State's Thomas Shannon (far left) and Diosdado Cabello (far right)
The Hard Facts
Not only is Venezuela already a refuge for drug traffickers but finds them within the highest reaches of the Venezuelan government. For example, Diosdado Cabello, a leading member of Venezuela's National Assembly is suspected by U.S. prosecutors of being in charge of the infamous drug-trafficking organization, "Cartel de los Soles". In spite of this Thomas Shannon, counselor to Secretary of State John Kerry met with Diosdado Cabello. Nicolas Maduro's family has been directly implicated in drug trafficking.

Castro regime involved in drug trafficking and terrorism
The Castro regime has been involved in drug trafficking for decades in the service of its ideological mission to undermine the United States with drugs and use the profits to fund guerrilla and terrorist movements. Raul Castro faced a federal indictment for drug trafficking in the 1990s but the Clinton administration quashed it. Despite ample evidence of continued bad acts the Obama administration took Cuba off the list of state sponsors of terrorism. Venezuela under both Chavez and Maduro has become a refuge for terrorists and drug traffickers with the aid of Cuban state security agents.

Nicolas Maduro and Cuban General Ramiro Valdez in Venezuela
The existing reality in Venezuela is the product of decades of Castro regime involvement there trying to overthrow and undermine the democracy that existed there since 1958 until it was fatally compromised with the rise of Hugo Chavez to power in 1998 through popular elections.
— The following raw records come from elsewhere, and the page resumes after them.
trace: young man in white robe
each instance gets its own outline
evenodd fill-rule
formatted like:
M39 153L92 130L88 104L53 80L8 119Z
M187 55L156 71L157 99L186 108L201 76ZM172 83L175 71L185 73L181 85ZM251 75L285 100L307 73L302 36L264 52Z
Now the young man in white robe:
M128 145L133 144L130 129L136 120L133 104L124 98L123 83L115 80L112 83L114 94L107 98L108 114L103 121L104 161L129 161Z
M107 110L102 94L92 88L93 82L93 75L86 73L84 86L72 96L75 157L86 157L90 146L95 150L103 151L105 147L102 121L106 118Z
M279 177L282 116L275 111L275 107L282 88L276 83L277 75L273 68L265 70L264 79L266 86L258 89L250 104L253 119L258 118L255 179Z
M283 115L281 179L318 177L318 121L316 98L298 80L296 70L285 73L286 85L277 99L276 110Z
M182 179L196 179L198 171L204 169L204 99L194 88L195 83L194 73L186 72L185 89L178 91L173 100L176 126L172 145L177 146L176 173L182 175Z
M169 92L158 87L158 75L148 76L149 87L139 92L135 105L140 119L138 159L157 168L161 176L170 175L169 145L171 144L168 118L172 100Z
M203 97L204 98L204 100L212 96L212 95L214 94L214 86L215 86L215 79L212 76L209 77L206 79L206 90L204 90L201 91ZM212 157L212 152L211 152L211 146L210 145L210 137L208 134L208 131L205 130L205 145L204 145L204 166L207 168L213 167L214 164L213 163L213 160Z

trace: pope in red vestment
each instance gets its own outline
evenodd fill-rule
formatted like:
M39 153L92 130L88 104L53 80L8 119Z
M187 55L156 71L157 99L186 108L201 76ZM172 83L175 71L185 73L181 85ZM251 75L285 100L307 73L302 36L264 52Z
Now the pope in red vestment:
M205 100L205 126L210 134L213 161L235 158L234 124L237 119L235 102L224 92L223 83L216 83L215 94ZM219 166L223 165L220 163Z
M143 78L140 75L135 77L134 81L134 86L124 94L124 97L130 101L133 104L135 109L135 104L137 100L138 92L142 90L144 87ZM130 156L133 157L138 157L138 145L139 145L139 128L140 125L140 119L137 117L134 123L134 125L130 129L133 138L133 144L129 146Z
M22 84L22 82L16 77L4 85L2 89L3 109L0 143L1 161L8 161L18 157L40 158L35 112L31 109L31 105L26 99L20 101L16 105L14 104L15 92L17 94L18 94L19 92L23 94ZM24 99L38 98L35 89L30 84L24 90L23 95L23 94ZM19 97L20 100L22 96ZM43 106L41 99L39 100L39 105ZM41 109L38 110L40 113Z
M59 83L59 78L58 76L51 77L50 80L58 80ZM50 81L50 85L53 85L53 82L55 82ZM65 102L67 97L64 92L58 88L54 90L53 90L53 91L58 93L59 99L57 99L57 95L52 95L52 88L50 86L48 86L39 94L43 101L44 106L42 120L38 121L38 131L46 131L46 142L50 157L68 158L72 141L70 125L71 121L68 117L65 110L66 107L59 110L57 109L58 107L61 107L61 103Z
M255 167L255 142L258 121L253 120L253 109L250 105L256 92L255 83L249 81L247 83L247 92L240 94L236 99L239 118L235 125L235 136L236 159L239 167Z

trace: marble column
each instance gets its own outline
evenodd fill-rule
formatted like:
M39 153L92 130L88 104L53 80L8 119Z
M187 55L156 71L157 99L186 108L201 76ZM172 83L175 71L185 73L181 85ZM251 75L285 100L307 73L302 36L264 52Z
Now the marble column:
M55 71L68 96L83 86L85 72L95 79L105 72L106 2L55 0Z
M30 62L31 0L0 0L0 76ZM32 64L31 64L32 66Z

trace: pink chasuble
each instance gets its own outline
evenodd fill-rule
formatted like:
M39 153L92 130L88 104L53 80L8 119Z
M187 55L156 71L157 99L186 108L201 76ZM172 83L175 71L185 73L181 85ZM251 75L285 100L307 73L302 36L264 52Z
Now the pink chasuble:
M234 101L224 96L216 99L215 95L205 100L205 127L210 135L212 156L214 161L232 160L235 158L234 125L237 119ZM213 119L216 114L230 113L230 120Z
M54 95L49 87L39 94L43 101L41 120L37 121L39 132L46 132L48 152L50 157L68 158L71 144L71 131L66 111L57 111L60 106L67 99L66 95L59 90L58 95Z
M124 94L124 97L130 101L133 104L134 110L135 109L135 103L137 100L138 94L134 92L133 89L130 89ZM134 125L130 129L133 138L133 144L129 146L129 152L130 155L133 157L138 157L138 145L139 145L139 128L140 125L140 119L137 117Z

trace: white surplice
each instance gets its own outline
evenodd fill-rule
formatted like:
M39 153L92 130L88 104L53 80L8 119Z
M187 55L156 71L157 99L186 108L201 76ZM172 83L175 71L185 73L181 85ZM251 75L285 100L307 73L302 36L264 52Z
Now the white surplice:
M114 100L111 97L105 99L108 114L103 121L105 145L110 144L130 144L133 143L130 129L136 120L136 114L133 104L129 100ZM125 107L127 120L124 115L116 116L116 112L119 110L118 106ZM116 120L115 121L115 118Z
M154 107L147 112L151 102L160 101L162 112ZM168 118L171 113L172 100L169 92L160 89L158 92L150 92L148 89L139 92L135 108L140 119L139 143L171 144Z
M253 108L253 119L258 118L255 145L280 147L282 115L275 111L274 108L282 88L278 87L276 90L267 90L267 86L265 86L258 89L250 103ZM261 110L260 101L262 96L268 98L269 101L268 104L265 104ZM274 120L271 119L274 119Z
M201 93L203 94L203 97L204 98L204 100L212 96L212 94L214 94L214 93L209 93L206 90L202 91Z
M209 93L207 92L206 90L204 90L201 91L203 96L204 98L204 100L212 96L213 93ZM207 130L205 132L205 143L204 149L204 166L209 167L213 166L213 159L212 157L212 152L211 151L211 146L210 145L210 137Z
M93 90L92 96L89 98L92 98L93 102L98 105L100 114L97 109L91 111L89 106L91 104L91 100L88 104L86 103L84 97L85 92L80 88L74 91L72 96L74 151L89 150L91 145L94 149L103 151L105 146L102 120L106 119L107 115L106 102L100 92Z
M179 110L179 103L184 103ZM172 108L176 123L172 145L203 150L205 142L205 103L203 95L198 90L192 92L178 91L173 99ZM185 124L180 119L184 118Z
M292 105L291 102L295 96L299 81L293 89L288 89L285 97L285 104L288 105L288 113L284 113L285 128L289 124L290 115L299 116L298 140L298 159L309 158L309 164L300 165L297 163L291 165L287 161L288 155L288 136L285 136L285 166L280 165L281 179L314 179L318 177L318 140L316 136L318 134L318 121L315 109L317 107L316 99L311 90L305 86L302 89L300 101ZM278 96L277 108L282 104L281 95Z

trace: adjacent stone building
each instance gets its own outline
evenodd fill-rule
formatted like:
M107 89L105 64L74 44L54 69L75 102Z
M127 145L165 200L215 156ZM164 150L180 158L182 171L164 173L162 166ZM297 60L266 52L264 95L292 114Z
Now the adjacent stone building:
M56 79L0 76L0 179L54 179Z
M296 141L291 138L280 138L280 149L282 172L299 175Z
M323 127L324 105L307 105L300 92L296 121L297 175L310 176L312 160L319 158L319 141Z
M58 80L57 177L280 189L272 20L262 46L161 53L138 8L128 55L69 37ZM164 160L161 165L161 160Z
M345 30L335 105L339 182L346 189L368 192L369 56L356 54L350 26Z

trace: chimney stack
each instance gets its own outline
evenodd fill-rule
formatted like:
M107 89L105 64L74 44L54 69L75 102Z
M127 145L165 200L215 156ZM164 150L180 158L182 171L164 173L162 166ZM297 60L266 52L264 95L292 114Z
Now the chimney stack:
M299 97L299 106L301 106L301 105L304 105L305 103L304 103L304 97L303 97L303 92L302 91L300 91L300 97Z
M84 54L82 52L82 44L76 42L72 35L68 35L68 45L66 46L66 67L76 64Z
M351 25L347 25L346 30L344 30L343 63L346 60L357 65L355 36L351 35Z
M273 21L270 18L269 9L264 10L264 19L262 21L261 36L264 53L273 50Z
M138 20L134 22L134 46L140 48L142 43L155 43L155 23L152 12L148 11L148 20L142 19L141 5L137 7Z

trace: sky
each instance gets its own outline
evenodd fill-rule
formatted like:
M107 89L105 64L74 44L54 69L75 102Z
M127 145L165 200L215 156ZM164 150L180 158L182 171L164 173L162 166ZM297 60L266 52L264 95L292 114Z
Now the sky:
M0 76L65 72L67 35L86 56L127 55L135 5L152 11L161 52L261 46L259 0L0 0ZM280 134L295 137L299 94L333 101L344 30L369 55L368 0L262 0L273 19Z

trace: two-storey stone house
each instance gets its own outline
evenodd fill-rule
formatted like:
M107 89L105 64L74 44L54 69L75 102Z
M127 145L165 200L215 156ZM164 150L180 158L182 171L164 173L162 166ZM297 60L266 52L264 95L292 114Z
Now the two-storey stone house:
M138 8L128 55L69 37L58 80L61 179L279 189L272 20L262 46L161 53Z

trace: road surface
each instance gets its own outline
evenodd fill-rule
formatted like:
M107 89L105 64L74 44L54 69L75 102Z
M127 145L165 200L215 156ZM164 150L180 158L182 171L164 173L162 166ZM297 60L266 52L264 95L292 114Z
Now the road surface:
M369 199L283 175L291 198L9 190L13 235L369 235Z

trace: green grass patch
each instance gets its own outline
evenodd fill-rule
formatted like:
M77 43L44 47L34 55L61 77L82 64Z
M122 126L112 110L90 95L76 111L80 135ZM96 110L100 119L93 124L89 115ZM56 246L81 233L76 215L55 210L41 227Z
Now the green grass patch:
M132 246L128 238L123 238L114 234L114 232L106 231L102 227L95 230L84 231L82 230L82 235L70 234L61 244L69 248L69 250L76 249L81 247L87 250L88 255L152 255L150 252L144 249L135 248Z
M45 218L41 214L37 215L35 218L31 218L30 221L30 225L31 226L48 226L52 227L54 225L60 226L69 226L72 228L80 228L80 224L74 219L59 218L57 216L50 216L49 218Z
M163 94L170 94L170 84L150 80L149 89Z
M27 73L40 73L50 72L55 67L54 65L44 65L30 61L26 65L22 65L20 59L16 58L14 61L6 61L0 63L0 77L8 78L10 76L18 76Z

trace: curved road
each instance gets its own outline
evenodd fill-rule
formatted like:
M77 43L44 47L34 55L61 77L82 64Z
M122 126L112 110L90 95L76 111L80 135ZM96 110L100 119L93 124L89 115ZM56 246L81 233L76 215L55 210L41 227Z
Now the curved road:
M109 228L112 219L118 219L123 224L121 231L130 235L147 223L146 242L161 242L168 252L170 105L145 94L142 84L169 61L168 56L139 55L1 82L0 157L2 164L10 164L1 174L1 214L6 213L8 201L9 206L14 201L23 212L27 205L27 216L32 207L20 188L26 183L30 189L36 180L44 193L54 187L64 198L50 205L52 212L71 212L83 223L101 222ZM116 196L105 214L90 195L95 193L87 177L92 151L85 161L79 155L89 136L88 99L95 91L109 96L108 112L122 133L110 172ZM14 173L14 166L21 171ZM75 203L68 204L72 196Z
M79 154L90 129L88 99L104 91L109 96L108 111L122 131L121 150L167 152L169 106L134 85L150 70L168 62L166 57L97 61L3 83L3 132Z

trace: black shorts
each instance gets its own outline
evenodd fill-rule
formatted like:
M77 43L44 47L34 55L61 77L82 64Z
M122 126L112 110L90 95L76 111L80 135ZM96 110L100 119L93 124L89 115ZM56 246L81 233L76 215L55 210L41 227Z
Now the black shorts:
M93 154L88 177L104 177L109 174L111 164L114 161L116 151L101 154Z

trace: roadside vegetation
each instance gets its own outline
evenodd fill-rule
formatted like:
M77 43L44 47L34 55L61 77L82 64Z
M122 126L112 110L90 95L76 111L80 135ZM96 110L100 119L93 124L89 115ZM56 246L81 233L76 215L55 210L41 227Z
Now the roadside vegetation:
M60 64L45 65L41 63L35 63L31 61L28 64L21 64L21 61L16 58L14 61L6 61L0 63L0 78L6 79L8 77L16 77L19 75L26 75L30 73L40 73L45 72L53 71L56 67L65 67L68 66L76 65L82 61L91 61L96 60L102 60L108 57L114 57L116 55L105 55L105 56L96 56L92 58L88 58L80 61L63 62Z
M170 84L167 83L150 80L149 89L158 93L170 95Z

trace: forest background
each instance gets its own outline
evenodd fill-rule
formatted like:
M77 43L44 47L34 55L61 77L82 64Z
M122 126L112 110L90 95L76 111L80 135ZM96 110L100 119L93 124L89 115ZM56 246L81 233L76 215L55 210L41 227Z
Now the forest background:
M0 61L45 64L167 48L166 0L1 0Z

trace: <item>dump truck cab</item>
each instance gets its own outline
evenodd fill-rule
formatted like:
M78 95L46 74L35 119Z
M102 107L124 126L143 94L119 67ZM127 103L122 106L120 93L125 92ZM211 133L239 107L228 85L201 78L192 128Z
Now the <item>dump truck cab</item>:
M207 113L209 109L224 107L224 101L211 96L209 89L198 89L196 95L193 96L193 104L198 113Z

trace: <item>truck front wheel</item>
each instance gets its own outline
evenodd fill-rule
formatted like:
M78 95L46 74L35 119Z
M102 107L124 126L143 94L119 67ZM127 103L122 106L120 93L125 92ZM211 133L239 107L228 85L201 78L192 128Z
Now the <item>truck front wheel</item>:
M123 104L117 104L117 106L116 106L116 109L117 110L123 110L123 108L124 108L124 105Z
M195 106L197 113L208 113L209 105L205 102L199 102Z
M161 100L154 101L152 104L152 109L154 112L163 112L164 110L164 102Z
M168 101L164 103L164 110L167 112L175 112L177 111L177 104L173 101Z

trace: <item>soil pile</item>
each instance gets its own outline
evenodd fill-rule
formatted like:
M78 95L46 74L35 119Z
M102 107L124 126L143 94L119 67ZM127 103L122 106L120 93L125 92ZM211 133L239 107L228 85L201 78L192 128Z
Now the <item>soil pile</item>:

The Castros really do want the end of the economic embargo
Furthermore, elite opinion in the United States has bought into the lie that the Castro regime wants the embargo to limit Cuban American and American influence there, but that is not true. With or without the Embargo the confrontation with the United States will continue as long as the government of the United States is a democracy. The propaganda of the regime in Cuba and its allies in Venezuela, Ecuador, Nicaragua, El Salvador, Bolivia, and elsewhere is that the United States is an imperial power. Opening up to the United States economically as it has with other countries will present a new line of argument to justify its totalitarian control: the threat of economic domination by the imperialists.

This can already be seen in the arrests of Western businessmen and the confiscation of their assets with preferences to companies from ideologically friendly countries such as communist China, Vietnam, Venezuela, Brazil, etc.

The increased hard currency that the Castro regime is getting its hands on will go towards reinforcing the dictatorship's repressive apparatus at home and expanding its power and influence abroad at the expense of U.S. interests.



Hunger riots in Venezuela
US imperialism will be blamed for Venezuela's failure

The United States will be the scapegoat held responsible for the failure of Venezuela. Both Venezuela and Cuba are accusing the United States of playing a game of divide and conquer with the two revolutionary regimes that are both ideologically and strategically joined at the hip. The irony is that the Obama Administration prefers a stable Maduro regime in Venezuela than any sort of regime change. This is reflected in their outreach to Cuba in order to reach an accommodation on Venezuela.